Eduardo Blandón

Los actos de violencia perpetrados en muchas partes del mundo revelan, sin duda, que no hemos superado nuestro estado primitivo enraizado en lo más profundo de nuestro ser.  El instinto de muerte permanece y se ha apropiado de nuestro corazón.

No hemos asimilado el imperativo del amor ni hemos alcanzado una civilización distinta desde que vivíamos con menos posibilidades en medio de la selva.  Somos en esencia “lo mismo” aunque no seamos “el mismo”.  Ni la tecnología, ni la ciencia nos han hecho superiores moralmente por una suerte de irracionalidad que nos impide dialogar para alcanzar acuerdos.

Pareciera como que tuviéramos que renunciar a un estado distinto, idílico para algunos, para lidiar con la violencia. Así lo sugiere de alguna forma Vattimo, quien dice que a lo que debemos aspirar (a lo sumo) es a una disminución de la violencia, con la certeza que habrá guerra sin fin, mientras exista la especie.  Lo cual indica que la religión es incapaz de aplacar a la bestia que llevamos dentro.

Es más, como indica el filósofo Juan Antonio Estrada, la religión puede ser terreno fértil para la promoción de luchas.  En su interior, en virtud de fundamentalismos, se pueden gestar odios que desemboquen en violencia fratricida y exterminio masivo.  Lo cual es una paradoja, dada la doctrina que enseña (en la mayoría de religiones) el amor al prójimo.

Los integrismos están a la orden del día.  Los hay en la India, Paquistán, Afganistán, Siria, Irak… pero también entre nosotros. Aún más, no se salvan naciones donde el estado de bienestar podría ser diferenciador respecto de aquellas culturas, un ejemplo típico pueden ser los Estados Unidos, Noruega o Dinamarca.  Con la diferencia, quizá que esos grupos revisten su violencia con “razones” ideológicas: “seguridad”, “economía”,  “la patria”.

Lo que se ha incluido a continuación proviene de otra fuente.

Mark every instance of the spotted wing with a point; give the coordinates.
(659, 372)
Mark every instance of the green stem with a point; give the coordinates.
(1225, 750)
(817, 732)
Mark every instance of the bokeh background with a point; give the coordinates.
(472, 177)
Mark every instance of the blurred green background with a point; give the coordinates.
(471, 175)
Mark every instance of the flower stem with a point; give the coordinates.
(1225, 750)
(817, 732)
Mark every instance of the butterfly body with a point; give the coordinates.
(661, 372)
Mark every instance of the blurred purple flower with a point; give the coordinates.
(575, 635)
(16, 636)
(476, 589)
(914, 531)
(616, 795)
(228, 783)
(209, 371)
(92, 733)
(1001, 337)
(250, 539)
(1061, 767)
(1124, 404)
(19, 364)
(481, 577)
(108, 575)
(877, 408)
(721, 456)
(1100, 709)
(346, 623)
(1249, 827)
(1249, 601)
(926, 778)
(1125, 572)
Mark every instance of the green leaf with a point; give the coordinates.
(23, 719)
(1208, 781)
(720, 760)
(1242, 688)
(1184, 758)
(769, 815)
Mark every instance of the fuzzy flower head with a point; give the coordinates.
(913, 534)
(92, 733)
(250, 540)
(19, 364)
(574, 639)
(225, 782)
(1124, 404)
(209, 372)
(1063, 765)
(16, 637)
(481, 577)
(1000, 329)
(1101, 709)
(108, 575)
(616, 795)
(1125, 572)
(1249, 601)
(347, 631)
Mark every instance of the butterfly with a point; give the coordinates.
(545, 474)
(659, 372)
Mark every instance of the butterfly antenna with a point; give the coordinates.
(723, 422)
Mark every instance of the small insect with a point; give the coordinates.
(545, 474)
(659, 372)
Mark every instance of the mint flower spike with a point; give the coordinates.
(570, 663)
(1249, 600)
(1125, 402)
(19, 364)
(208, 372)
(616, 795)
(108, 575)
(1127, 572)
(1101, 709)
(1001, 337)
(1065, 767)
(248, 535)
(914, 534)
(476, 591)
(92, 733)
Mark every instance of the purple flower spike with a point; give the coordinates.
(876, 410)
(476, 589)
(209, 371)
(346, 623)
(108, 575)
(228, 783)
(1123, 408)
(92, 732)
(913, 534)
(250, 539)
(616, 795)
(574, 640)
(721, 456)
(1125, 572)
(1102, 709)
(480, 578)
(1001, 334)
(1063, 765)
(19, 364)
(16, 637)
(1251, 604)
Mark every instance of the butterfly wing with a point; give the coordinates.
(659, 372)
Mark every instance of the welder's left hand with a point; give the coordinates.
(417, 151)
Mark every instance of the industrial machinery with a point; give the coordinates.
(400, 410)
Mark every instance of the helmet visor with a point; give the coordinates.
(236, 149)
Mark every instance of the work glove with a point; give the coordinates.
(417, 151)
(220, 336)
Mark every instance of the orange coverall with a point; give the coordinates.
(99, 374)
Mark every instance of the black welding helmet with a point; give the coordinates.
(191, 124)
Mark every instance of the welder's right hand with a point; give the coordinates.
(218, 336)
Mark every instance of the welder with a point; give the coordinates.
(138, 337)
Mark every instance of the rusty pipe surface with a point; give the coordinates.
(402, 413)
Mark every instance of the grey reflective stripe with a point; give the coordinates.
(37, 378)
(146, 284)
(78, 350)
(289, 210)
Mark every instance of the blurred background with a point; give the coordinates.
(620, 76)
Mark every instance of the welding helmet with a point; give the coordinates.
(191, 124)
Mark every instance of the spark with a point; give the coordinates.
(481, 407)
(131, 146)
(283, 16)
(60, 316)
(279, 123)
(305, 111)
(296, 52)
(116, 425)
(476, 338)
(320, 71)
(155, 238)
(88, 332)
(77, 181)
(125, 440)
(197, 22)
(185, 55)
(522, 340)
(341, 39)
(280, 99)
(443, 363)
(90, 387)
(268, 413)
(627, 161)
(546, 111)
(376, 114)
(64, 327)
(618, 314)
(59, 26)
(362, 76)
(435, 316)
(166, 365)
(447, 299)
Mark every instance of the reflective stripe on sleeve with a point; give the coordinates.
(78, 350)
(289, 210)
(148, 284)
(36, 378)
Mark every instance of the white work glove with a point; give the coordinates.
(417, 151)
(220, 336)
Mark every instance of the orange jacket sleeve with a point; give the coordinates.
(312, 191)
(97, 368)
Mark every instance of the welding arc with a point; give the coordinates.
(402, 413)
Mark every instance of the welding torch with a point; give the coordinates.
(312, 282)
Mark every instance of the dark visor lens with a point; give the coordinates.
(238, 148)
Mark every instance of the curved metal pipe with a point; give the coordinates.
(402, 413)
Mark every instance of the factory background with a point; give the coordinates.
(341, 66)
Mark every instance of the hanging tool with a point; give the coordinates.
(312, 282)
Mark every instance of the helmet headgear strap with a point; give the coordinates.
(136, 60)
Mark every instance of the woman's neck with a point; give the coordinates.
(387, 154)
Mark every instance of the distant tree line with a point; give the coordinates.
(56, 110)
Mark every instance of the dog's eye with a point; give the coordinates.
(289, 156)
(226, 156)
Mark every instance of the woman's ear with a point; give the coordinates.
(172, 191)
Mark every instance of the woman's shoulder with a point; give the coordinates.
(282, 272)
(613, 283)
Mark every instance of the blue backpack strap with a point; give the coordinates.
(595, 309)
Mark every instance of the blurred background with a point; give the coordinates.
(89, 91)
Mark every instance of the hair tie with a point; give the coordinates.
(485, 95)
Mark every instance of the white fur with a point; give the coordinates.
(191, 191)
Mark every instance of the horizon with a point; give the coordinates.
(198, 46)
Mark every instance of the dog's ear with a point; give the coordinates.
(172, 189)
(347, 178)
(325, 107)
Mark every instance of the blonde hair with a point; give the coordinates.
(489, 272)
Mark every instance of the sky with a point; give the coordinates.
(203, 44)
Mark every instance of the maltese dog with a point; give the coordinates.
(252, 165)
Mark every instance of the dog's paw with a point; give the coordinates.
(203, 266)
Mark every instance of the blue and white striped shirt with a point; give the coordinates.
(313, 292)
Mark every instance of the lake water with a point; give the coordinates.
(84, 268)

Lo que, en suma, hace vernos en un estado “hobbiano”: la guerra de todos contra todos.  Un día por razones de colonización y otros por combustible, extracción de materias primas, o vaya usted a saber.  Si fuéramos al ritmo de la tecnología, estuviéramos a la altura de San Francisco de Asís, pero está visto que mucho seso no equivale a sensatez.  Lo bruto sigue en su nivel, con la diferencia que hemos sofisticado nuestros medios de exterminio.  Para nuestra desgracia.